Metaldehyde comes in familiar blue pellets and also in aerosol sprays. The blue dye is added to the pellets to make them less noticeable and less attractive to other animals. By itself, metaldehyde smells bad and is somewhat repellent to slugs, snails, and people. The “inert” cereal ingredients in the blue tablets are added to make the pellets more palatable to the intended pests. Because the bait doesn’t completely mask the odor of metaldehyde, it’s important to scatter Meta pellets rather than piling them up. Isolated pellets kills more slugs than pellets in piles.
A much more effective chemical called methiocarb. It’s a potent neurotoxin. It’s very good for killing slugs and snails, but it also kills the animals that eat them and makes humans sick. Methiocarb is now banned for farm and garden use in the European Union, and any trace of the chemical is banned in food sold the USA. Even if you can buy this slug and snail poison, you should never use it around your home or in any place frequented by children or pets.
A kinder, gentler organic alterative to these poisons is iron (ferric) phosphate. It doesn’t kill slugs outright. It only keeps them from feeding. Ferric phosphate is approved for organic-certified farms and gardens.
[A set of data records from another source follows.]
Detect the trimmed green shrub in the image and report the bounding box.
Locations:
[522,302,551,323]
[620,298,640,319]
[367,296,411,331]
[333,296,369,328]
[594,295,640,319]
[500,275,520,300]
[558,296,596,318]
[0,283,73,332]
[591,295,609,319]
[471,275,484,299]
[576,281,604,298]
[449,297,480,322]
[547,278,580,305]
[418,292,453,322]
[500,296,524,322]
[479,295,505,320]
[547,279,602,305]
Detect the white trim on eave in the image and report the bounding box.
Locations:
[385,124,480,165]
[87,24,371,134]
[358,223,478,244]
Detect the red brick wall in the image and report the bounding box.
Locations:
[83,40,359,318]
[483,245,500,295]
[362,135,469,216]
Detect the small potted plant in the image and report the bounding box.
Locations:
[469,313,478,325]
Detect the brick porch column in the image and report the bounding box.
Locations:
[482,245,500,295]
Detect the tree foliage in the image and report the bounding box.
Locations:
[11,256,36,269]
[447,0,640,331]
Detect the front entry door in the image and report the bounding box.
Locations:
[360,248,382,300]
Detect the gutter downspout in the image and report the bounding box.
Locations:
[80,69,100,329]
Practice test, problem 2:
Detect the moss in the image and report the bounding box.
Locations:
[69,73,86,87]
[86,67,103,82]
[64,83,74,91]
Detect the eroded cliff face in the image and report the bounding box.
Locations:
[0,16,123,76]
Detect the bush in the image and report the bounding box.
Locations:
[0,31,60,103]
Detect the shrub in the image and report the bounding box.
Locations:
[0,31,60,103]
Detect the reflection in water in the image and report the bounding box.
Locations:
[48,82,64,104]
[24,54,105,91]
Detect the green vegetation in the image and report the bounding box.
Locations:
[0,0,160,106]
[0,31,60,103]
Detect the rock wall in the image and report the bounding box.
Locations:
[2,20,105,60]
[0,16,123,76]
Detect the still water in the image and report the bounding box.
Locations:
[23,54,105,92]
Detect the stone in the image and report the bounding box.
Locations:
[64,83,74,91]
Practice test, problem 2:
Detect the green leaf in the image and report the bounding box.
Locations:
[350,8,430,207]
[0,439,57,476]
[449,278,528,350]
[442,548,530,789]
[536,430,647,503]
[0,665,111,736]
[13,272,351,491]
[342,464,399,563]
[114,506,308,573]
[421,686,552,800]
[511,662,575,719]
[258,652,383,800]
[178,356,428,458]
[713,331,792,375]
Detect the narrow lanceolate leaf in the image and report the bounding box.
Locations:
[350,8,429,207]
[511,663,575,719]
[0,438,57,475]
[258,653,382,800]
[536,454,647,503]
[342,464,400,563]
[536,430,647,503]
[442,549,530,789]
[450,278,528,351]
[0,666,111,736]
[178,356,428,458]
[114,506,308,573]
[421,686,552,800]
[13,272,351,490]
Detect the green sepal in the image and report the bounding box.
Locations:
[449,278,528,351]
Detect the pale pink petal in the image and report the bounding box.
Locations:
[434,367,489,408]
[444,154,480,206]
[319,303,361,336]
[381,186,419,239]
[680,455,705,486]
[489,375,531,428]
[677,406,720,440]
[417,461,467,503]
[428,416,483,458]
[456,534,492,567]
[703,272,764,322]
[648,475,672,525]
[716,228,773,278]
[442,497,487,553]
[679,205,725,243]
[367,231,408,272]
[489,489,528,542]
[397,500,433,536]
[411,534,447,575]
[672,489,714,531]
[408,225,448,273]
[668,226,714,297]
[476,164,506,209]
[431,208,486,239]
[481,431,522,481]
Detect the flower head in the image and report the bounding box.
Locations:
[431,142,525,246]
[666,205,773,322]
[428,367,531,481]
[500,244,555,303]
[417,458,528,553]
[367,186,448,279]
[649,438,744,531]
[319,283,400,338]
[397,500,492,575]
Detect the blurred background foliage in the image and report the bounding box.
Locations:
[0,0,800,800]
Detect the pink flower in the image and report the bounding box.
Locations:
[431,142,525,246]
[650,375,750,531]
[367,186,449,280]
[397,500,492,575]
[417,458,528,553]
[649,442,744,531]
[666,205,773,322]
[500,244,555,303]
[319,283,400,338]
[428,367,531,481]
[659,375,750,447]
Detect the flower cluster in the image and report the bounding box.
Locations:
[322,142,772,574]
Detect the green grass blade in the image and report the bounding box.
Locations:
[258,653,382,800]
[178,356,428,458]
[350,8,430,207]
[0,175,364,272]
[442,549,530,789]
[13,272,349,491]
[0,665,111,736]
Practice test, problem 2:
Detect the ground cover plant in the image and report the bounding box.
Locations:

And another chemical alternative for slug and snail control is glyphosate, better known as the Monsanto chemical Roundup. Glyphosate kills the weeds that feed the slugs that would otherwise be in place to eat tender shoots of vegetables and flowers. It also has a direct, toxic effect on snails. It interferes with their ability to make proteins, and slows down their growth. It stimulates the snail’s metabolism so that it “burns” amino acids as well as carbohydrates. No study has shown that glyphosate has a similar effect in humans, but many gardeners reject the product and others don’t use it around vegetables.